Biden’s national security adviser nominee, Jake Sullivan, called pointedly on Twitter for “early consultations with our European partners on our common concerns” on China.
Polish foreign minister Zbigniew Rau suggested the EU should have waited for Biden to take office, saying, “We need more consultations and transparency bringing our transatlantic allies on board. A good, balanced deal is better than a premature one.”
According to Bütikofer, “It wouldn’t have cost the European side much to postpone this until we had the chance to consult with Biden. This was a Christmas present for [Chinese leader] Jinping after a year of repression at home.”

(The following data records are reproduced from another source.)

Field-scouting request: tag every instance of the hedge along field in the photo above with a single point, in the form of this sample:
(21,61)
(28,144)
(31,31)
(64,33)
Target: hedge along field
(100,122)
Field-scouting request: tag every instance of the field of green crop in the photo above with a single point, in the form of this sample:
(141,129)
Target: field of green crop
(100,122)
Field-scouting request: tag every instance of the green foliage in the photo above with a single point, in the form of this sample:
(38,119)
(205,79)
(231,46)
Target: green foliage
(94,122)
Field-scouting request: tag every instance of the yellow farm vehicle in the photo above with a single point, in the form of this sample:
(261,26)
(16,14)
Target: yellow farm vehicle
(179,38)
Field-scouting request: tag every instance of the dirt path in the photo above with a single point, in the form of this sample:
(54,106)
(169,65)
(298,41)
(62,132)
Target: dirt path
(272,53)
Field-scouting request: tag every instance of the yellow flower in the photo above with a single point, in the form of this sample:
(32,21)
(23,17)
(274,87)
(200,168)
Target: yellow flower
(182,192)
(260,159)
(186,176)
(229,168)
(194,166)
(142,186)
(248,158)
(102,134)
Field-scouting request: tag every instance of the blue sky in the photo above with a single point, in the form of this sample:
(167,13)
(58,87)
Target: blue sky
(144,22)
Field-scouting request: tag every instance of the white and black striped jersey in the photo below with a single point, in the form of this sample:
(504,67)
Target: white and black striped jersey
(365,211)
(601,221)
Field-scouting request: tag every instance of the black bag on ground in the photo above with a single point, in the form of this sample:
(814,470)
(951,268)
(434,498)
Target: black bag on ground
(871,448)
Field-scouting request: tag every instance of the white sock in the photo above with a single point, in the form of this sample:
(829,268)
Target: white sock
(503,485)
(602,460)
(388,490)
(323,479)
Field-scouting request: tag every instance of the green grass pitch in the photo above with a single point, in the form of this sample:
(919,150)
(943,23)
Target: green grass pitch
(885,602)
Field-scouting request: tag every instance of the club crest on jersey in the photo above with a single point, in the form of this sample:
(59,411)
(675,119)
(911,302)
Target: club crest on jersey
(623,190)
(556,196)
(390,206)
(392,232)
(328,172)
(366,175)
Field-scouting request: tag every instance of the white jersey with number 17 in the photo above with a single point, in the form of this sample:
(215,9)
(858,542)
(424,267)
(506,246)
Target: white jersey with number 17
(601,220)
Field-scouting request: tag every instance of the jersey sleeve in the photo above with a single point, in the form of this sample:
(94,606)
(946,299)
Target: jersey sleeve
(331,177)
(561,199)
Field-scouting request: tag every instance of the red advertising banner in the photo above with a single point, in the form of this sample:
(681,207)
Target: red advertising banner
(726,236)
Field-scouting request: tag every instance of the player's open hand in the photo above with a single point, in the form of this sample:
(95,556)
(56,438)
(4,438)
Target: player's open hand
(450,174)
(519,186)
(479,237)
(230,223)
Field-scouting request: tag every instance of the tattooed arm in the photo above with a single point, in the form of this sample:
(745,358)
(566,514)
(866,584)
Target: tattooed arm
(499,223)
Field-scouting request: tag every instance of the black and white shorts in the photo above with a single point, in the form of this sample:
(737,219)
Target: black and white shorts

Others defended the approach, saying the EU was doing what the US would also do. “There is no divine American right for it to be consulted. And besides, when the Trump Administration pursued its trade and investment negotiations with China, it did not consult the EU,” said Sourabh Gupta, senior research fellow at the Institute for China-America Studies think tank in Washington DC.
EU officials said the deal was the latest expression of EU “strategic autonomy", the label for the bloc's push to increase self-sufficiency in the wake of the COVID-19 pandemic. But not everyone is convinced it’s the right strategy. “I mean: you can autonomously decide to shoot yourself in the foot,” said Bütikofer.